Jenkins also held significant editorial and publishing roles. He served as editor of Moody Magazine and later as vice president for publishing at the Moody Bible Institute of Chicago. The combination of newsroom discipline, editing experience, publishing knowledge, and years of high-volume professional writing helps explain one of the clearest characteristics of his fiction: direct narrative movement. His novels tend to emphasize momentum, accessible prose, strong plot turns, and characters placed under immediate moral or physical pressure.
The defining collaboration of his career began with Left Behind in 1995. LaHaye originated the concept and supplied the prophetic and theological framework, while Jenkins shaped the material as narrative fiction. The story of the Rapture, the Tribulation, the rise of Nicolae Carpathia, and the resistance of the Tribulation Force grew into a vast publishing phenomenon. The core adult sequence expanded through twelve principal novels, three prequels, and the concluding Kingdom Come, while the wider franchise produced additional branches for younger readers and other related works. For Jenkins, the series transformed a long-established professional career into international recognition.
Yet Left Behind represents only one part of a remarkably dispersed bibliography. Jenkins has written standalone novels such as Riven, crime fiction including the Precinct 11 books, and collaborative speculative or adventure series for younger readers.

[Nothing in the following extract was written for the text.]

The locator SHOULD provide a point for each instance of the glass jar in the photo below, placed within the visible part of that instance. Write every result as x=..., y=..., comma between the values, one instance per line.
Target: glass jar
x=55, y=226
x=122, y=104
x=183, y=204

With Chris Fabry, he worked on projects including the Red Rock Mysteries and the Wormling series. His long output also includes earlier mystery, youth, sports, and family-oriented series that can appear quite separate from the apocalyptic fiction for which he became famous.
Another major collaboration with LaHaye produced the Jesus Chronicles, a sequence of biblical historical novels centered on the traditional Gospel writers. In a later phase of his career, Jenkins became closely connected with The Chosen, the television drama created by his son Dallas Jenkins. His novels based on the series translate its screen interpretation of the life and ministry of Jesus into prose, extending his longstanding involvement with biblical and Christian storytelling into a contemporary multimedia franchise.
Jenkins has also been an accomplished biographer and collaborator behind other public figures’ stories. Among his most notable contributions was assisting Billy Graham with the evangelist’s memoir Just As I Am. This aspect of his work shows why a simple label such as “Christian novelist” does not fully describe his career: he has repeatedly moved between authored fiction, co-authorship, biography, editorial work, and projects in which another person’s experiences or ideas provide the foundation.
His bibliography is therefore best understood through its major clusters rather than as one continuous progression. Left Behind forms the dominant apocalyptic sequence; The Chosen novels represent a later biblical-fiction phase; his sports and celebrity biographies belong to a substantial nonfiction career; and numerous mysteries, youth adventures, collaborations, and standalones fill out a body of work notable for both volume and range. Across those different forms, Jenkins’s strongest continuity is his identity as a working storyteller—one whose career was extensive long before his most famous series turned him into one of the best-known authors in modern Christian publishing.